Proxy mode expects two headers on every request:
| Header | Purpose |
|---|---|
X-Databend-Dsn |
Databend DSN, e.g. databend://user:pass@host:8000/default. |
X-Databend-Schema |
JSON document that tells the adapter which table/columns to treat as Loki timestamp/labels/line. |
X-Databend-Schema accepts the fields listed below. schema_type must be loki or flat. All column names are case-insensitive and must match the physical Databend table. Set table to either db.table or just the table name (the latter uses the DSN's default database).
{
"table": "default.logs",
"schema_type": "loki",
"timestamp_column": "timestamp",
"line_column": "line",
"labels_column": "labels"
}{
"table": "analytics.nginx_logs",
"schema_type": "flat",
"timestamp_column": "timestamp",
"line_column": "request",
"label_columns": [
{ "name": "host" },
{ "name": "status", "numeric": true },
{ "name": "client" }
]
}label_columns is required for flat schemas and each entry can mark numeric: true to treat the label as a numeric column for selectors.

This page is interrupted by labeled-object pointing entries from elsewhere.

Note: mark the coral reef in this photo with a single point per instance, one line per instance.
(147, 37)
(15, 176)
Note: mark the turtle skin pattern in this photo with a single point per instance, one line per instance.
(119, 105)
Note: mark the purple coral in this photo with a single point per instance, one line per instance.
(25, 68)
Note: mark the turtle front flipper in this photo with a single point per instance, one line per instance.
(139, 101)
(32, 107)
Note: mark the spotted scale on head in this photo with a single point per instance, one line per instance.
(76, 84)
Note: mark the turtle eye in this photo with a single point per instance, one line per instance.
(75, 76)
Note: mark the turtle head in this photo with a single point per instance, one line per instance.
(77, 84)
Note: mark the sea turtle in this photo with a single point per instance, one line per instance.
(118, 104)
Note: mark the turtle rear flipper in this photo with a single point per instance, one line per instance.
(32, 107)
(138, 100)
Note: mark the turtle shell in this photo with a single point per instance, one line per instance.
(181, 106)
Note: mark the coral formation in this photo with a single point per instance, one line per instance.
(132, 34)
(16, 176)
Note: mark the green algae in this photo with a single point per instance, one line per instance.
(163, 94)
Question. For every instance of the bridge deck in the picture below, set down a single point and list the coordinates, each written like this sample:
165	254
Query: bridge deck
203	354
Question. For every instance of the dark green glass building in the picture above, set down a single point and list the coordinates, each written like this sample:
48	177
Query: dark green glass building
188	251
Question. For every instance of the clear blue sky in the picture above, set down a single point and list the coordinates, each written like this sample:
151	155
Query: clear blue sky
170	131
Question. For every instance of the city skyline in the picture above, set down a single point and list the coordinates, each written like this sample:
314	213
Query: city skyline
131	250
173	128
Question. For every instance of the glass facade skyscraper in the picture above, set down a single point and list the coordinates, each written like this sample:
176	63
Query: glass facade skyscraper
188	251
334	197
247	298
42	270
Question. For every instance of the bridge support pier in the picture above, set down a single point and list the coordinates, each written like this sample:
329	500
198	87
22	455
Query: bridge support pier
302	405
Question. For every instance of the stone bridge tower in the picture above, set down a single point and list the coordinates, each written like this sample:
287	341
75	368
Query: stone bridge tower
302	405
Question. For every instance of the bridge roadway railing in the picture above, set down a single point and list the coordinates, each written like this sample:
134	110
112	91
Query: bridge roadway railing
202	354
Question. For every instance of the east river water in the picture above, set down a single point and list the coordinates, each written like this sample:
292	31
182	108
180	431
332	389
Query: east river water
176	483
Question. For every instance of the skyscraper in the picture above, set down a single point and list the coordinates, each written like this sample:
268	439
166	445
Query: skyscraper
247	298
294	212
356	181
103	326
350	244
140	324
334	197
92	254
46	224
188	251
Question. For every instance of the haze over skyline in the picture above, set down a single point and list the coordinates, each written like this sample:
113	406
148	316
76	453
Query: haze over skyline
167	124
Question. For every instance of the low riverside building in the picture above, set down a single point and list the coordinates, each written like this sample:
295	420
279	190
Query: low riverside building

The adapter inspects the table via system.columns during startup and then maps the physical layout into Loki's timestamp/line/label model. Two schema styles are supported. The SQL snippets below are reference starting points rather than strict requirements -- feel free to rename columns, tweak indexes, or add computed fields as long as the final table exposes the required timestamp/line/label information. Use the CLI overrides (--timestamp-column, --line-column, --labels-column) if your column names differ.
Use this schema when you already store labels as a serialized structure (VARIANT/MAP) alongside the log body. The adapter expects a timestamp column, a VARIANT/MAP column containing a JSON object of labels, and a string column for the log line or payload. Additional helper columns (hashes, shards, etc.) are ignored.
Recommended layout (adjust column names, clustering keys, and indexes to match your workload):
CREATE TABLE logs (
`timestamp` TIMESTAMP NOT NULL,
`labels` VARIANT NOT NULL,
`line` STRING NOT NULL,
`stream_hash` UInt64 NOT NULL AS (city64withseed(labels, 0)) STORED
) CLUSTER BY (to_start_of_hour(timestamp), stream_hash);
CREATE INVERTED INDEX logs_line_idx ON logs(line);timestamp: log event timestamp.labels: VARIANT/MAP storing serialized Loki labels.line: raw log line.stream_hash: computed hash of the label set; useful for clustering or fast equality filters on a stream.CREATE INVERTED INDEX: defined separately as required by Databend's inverted-index syntax.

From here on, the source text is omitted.